Pour ces raisons, les greffes de visage ne sont pas entreprises à la légère. Malgré le sensationnalisme des médias quant à leur utilisation potentielle pour des raisons esthétiques ou criminelles (motivé en partie par le film Face/Off), elles sont limitées aux blessures physiques graves ou aux maladies. C’est l’une des raisons pour lesquelles les greffes de visage se sont développées relativement rapidement aux États-Unis, en réponse aux blessures catastrophiques par balle (et pourquoi il n’y en a pas encore eu au Royaume-Uni, qui a plus de restrictions sur le contrôle des armes à feu).
Les premières propositions de greffe de visage suggéraient qu’elles dureraient dix ans, en se basant sur des moyennes comparables provenant de greffes d’organes solides. Il est donc potentiellement significatif que la greffe de visage de Culp ait duré 12 ans. Mais il n’y a pas eu suffisamment de transplantations du visage pour pouvoir faire des prédictions à long terme. Et leur incidence a en fait diminué depuis les années 2010, pour atteindre une moyenne de seulement une par an.
Il y a de nombreuses raisons à cela, notamment les limitations de financement et le petit nombre de donneurs et de candidats appropriés. Une autre raison est le manque de données internationales comparatives. Nous n’avons pas assez de preuves sur les individus impliqués, et la perception des patients, de leurs familles et des familles des donneurs sur l’effet des greffes de visage.
Lenteur des progrès
Connie a soutenu les patients potentiels et leurs familles passant par la chirurgie radicale qu’elle a subie, avec tous ses effets physiques et psychologiques. Elle est devenue une figure publique, apparaissant sur Oprah et parlant ouvertement de la violence domestique et de la différence faciale. Son travail a mis en évidence la nécessité de faire preuve de compassion et d’empathie dans la réflexion sur la différence faciale. « Vous ne savez jamais ce qui peut vous arriver », a-t-elle déclaré lors d’une interview sur CNN. Les personnes ayant subi une greffe de visage ne sont pas toutes à l’aise avec un niveau élevé d’examen médiatique, bien que beaucoup en reçoivent.

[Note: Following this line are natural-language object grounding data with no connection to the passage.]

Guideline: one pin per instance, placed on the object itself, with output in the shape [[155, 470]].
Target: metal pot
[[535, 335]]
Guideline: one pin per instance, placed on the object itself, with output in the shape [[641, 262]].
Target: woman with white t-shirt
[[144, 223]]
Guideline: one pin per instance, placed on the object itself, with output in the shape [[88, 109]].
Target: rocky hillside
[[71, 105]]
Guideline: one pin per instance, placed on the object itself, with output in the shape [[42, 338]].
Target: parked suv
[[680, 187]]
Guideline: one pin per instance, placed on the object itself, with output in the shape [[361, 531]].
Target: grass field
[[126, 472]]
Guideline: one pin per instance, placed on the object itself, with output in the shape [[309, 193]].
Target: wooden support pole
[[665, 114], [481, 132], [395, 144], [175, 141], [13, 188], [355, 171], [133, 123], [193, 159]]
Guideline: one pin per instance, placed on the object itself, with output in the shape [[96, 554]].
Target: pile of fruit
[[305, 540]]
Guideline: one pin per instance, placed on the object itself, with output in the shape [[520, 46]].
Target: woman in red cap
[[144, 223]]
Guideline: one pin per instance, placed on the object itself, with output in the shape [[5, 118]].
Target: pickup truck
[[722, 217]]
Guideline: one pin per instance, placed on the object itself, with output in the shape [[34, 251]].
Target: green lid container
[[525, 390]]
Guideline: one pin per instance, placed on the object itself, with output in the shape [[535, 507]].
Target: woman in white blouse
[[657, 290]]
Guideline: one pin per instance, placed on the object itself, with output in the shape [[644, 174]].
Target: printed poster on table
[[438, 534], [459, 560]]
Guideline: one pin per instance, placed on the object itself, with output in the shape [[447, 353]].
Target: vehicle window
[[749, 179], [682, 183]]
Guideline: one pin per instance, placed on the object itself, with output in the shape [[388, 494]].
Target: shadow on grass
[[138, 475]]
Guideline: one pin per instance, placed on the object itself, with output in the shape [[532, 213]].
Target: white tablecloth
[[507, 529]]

Comprendre les effets psychologiques de la vie avec une différence faciale visible, ainsi qu’avec un nouveau visage, est très important. Toute solution chirurgicale a des conséquences émotionnelles, qui sont moins documentées que les résultats physiques. Cela reflète le contexte dans lequel les greffes de visage ont lieu. La médecine scientifique a tendance à se concentrer sur les mesures physiques plutôt que mentales, et sur le « avant et après » immédiat plutôt que sur le travail prolongé et complexe de la guérison psychologique.
Les équipes chirurgicales du monde entier commencent à évaluer les résultats de la qualité de vie des greffes de visage, mais les progrès sont lents. Les comparaisons internationales sont difficiles à établir, même en termes physiques. Neuf patients ayant subi une greffe de visage sont décédés, et deux visages ont été rejetés, mais il existe peu d’exemples de suivi holistique à long terme. Compte tenu du travail de Connie pour sensibiliser le public à l’impact de la vie avec une différence faciale, il n’y aura pas d’héritage plus approprié qu’une meilleure compréhension des avantages et des limites des greffes de visage.